Vendor lock-in can bind enterprises to a single company's cloud network, rendering powerful third party tools incompatible with their set up. Learn how to break free of this trap and build a cross-platform digital business with multi-cloud load balancing.

Frank Garland - Technical Researcher
Escape Vendor Lock-In With Multicloud Load Balancing

What is Vendor Lock-In

Vendor Lock-In. Sounds scary, right? Vendor Lock-In is a term for the concern expressed by many enterprises moving their data to cloud networks that they are being “locked-in” to the cloud platform hosting. Cloud computing is an incredibly competitive industry, and giants like AWS and Azure don’t really want to share their customers with their peers. For this reason, cloud environments aren’t always designed to play well with others. In order to push proprietary applications, third-party offerings are often rendered incompatible, while cross-pollination between cloud providers is discouraged by making cloud-migration arduous and expensive. While it’s easy to move your data into these environments, it’s not always easy to move it somewhere else. That’s the dreaded vendor lock-in. And that’s where multicloud comes in.

Multi-cloud and Hybrid Cloud

Multi-cloud and hybrid cloud solutions provide enterprises a way out of vendor lock-in, ensuring no single provider is responsible for hosting all of your data. Multi-cloud is the use of two or more public cloud platforms, while hybrid cloud is the use of a public cloud platform in conjunction with other infrastructure, such as on premises networks, private cloud, and edge environments. There’s a lot of overlap between the two terms, and both seek to accomplish the same goal: diversifying your platforms to give your business all the benefits of modern cloud environments while maintaining your data autonomy.

As with all deployments, there are significant advantages and disadvantages to a multi-cloud layout. Aside from the increased freedom from avoiding vendor lock-in, multi-cloud and hybrid-cloud provide additional resilience by adding an increase in redundancy. Hosting all of your data on a single platform means you are only as stable and secure as that provider. If that platform were to become compromised, you’d lose everything. A multi-cloud solution offers greater flexibility and stability. If there’s a day where one provider is running slow, you can shift over to another option, mitigating your dependence on any one entity.

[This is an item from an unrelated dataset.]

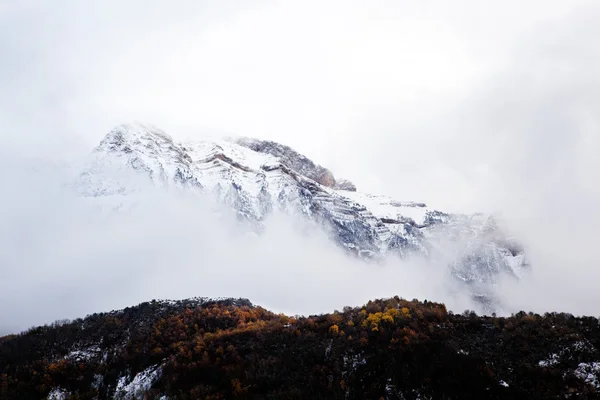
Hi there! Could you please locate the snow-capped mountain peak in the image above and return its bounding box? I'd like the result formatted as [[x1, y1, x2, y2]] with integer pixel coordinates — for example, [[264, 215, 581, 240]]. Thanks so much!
[[77, 124, 527, 306]]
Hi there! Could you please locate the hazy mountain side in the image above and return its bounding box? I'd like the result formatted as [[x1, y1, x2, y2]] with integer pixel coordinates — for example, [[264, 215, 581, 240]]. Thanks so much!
[[75, 124, 528, 292], [0, 297, 600, 400]]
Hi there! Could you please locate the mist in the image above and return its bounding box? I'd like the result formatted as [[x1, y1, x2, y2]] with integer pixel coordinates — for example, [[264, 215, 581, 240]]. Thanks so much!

Unfortunately multi-cloud and hybrid cloud aren’t the easiest to implement. Managing multiple cloud or edge environments can be quite complex, and if the management tools you use aren’t built with multi-cloud in mind, the cross platform complexity can create high latency situations that could make you rethink all of those benefits that multi-cloud provides. Luckily, there are applications out there with the power to handle the complexities of multi-cloud.

The Azion Solution

Here at Azion, we believe cross-platform collaboration is essential to driving innovation. That’s why our distributed edge network is compatible not only with our own custom tools, but a whole host of third party offerings through Azion Marketplace. It’s also why we’re such big fans of multi-cloud’s potential. Our Load Balancer is a smart, layer 7 load balancing technology fully equipped to handle the high demands of multi-cloud and hybrid cloud deployments, ensuring that your systems run smoothly even when passing data back and forth between multiple distinct providers.

Summary

Vendor Lock-In sounds scary, but it doesn’t have to be. Thanks to multi-cloud and hybrid cloud, your enterprise can still gain all the benefits of the global cloud and the network edge, without having to put all of your eggs in one basket. Just remember to use a load balancing tool such as Load Balancer, that is specifically designed to handle these unique environments, and you’ll be able to unlock the full power and freedom of multi-cloud.